Ordinary Differential Equation by substitution.

[WREX88]

1. The problem statement, all variables and given/known data
dy/dx = (x+3y)/(3x+y)

I have to solve the given differential equation by using an appropriate substitution...


3. The attempt at a solution

I used algebra to make the equation (3x+y)dy - (x+3y)dx = 0

then made x = vy and dx = vdy + ydv.

then plugged in to get (3vy+y)dy - (vy+3y)(vdy+ydv)

and now I'm looking for a common factor to cancel and I'm stuck, any help? Am I even headed in the right direction...thanks.

[Mark44]

It doesn't seem you're heading in the right direction. Here's what I would try.

Starting with this equation,
(3x+y)dy = (x+3y)dx

integrate the left side with respect to y. Since you're integrating with respect to y, you'll end up with whatever you get plus an arbitrary function of x alone.
Then, integrate the right side with respect to x, similar to above. This time around you'll need to include an arbitrary function of y alone.

The left and right sides have to be equal for all pairs of (x, y) values, so you can equate the arbitrary functions of x or y on either side with what's on the opposite side.

This should give you the equation h(x, y) = 0.
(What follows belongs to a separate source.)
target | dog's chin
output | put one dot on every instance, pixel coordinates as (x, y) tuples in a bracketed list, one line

To check your answer, take the derivative implicitly.

[HallsofIvy]

Looking at the symmetry of "3x+ y" and "x+ 3y", which has "average" value 2x+ 2y= 2(x+ y), let u= x+ y and v= x- y. Then x= (1/2)u+ (1/2)v and y= (1/2)u- (1/2)v, dx= (1/2)du+ (1/2)dv, dy= (1/2)du- (1/2) dv. Put those into the equation. you should wind up with udv= vdu.